Sauerkraut ist in der modernen Zeit ein selten verzerrtes Lebensmittel geworden. Leider. Sauerkraut entsteht durch Fermentation von Weisskohl mit Hilfe von Milchsäurebakterien. Diese Milchsäurebakterien befinden sich bereits auf dem Kohl und beginnen dann, wenn die Bedingungen es erlauben (warme Temperaturen, Sauerstoffabschluss, flüssiges Milieu) mit der Verarbeitung von Kohl zu Sauerkraut. Sauerkraut entsteht, wenn im Laufe des Gärungsprozesses die Mikroorganismen den Zucker des frischen Kohls verarbeiten. Sie verdauen ausserdem die Zellulose und machen den Kohl auf diese Weise leichter verdaulich als er in seiner ursprünglichen Form war. Die Bakterien vermehren sich während des Prozesses massenhaft und somit wird das Sauerkraut zu einem optimalen probiotischen Lebensmittel. Und das in einer natürlichen Form.

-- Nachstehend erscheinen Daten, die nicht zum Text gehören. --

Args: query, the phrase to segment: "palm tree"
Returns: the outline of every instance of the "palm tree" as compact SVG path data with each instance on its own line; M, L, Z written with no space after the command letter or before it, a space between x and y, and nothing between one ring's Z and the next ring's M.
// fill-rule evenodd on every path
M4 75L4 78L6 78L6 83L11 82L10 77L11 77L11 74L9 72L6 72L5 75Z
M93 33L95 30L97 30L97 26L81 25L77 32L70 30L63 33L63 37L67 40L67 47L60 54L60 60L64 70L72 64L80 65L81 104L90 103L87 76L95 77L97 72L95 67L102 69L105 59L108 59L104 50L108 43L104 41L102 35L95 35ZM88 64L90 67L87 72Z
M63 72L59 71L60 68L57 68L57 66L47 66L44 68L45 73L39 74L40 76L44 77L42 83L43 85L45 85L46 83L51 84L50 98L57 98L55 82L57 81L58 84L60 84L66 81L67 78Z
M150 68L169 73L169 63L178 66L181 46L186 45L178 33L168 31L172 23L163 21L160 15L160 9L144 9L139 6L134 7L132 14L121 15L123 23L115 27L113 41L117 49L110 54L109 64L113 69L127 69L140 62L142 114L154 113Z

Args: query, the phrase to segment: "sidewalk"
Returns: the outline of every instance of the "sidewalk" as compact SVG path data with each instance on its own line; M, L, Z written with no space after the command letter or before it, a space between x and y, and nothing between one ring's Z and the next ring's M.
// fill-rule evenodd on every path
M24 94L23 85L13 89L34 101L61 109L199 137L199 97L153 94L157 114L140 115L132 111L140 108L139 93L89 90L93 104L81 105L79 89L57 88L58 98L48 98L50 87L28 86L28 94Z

Nach einer Antibiotika-Therapie kann Sauerkraut helfen, die geschädigte Darmflora wieder aufzubauen. Bei Verdauungsbeschwerden im allgemeinen wirkt Sauerkraut oft Wunder. Um von der positiven Wirkung des Sauerkrauts zu profitieren muss es aber zwingend roh und unpasteurisiert sein und darf nicht oder nur leicht erwärmt werden. In dieser Form stärkt es Verdauung, Immunsystem und macht uns besonders im Winter widerstandsfähig. Wenn das Sauerkraut nicht selber hergestellt wird, kann es in den meisten Bioläden roh und unpasteurisiert gekauft werden.
Mein Tipp: Mit etwas Leinöl schmeckt es besonders als Salat oder Beilage sehr lecker.